Closing Out 2005 As An Independent

I just posted my three final invoices for 2005, my first full year of living in Hawai’i. The good news is that I beat my budget targets by 16%. The bad news is that, because of the move, I reduced those targets by 15%! The other bad news is that the cost of living in Hawai’i is higher even than in the Bay Area, so when I calculate our budget for next year, I’m going to have to ratchet up my income targets, which means either charging my clients more or taking on more work. Sigh. The other good news, though, is that it does seem possible to live on a tropical island and make a living wage as a programmer and writer.

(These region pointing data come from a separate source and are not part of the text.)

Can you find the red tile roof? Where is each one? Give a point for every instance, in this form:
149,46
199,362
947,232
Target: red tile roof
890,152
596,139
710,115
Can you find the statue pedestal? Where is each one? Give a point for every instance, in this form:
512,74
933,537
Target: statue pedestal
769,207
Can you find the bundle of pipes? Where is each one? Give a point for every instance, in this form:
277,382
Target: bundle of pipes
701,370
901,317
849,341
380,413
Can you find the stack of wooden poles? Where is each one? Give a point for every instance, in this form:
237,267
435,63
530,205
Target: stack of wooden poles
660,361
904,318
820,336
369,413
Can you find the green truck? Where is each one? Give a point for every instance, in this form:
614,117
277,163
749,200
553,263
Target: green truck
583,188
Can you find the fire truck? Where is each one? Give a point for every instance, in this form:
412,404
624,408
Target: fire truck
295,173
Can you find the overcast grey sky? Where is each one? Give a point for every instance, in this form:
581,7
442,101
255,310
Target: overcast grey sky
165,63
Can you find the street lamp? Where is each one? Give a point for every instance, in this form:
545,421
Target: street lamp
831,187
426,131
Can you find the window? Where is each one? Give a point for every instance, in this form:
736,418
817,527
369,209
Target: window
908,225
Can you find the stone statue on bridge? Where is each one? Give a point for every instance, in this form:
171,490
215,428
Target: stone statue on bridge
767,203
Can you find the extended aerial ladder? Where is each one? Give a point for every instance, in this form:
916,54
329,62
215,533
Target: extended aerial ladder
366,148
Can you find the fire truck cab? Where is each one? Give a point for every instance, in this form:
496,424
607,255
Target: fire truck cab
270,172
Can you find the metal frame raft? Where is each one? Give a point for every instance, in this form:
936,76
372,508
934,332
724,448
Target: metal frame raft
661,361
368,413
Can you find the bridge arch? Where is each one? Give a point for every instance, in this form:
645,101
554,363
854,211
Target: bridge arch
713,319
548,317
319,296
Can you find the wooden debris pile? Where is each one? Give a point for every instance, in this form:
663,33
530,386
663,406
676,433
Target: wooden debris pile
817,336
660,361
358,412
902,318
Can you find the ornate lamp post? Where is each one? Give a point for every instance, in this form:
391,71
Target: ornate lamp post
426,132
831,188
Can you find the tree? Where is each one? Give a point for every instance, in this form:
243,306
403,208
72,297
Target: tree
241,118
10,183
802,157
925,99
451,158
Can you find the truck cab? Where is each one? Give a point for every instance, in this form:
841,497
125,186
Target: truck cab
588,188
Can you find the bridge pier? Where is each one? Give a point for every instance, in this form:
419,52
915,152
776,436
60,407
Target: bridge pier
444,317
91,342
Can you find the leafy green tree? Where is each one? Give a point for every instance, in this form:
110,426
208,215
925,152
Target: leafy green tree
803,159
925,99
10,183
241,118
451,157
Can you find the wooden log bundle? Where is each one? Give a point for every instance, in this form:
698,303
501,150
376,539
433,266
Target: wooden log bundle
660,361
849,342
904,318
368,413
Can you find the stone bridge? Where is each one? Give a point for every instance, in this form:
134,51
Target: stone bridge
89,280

I’ve long felt that it is impossible to get rich if the only thing you sell is your own time, and although we’re doing okay, our lifestyle is quite modest (I drive a ’92 Honda Civic that we bought new and which just passed 100,000 miles). I make the large majority of our money — Tina works part-time in a plant nursery and hasn’t sold any paintings this year. I’m not particularly interested in “advancing” in my career. I’ve done lots of stuff and, like Nora Desmond, I feel I am big, it’s the pictures that got small. (Microsoft and Mozilla agreed on an RSS icon ? I take back everything!)

I can’t justify charging people $200 an hour. More truthfully, I can’t justify it to myself. I know a few people who charge $200 or more an hour and the thing is: if you just do it, you can do it. You have to travel a lot, though, and you probably shouldn’t put pictures of yourself wearing a t-shirt on your blog and you certainly don’t tell people you drive a ’92 Honda Civic. I used to think that when I taught, for which I generally charged $2,500 to $3,000 a day, I made good money, but the problem is that you have to amortize your development and practice time, which, for me, is about a 20:1 ratio. For me the worst thing is that I have a strong novelty-seeking personality and I cannot stand to give the same lecture more than four or five times. Including practice run-throughs. Which means that, essentially, I’ve never amortized the cost of developing a talk. Not even close.

I think to make more than a living wage, you have to sell a product.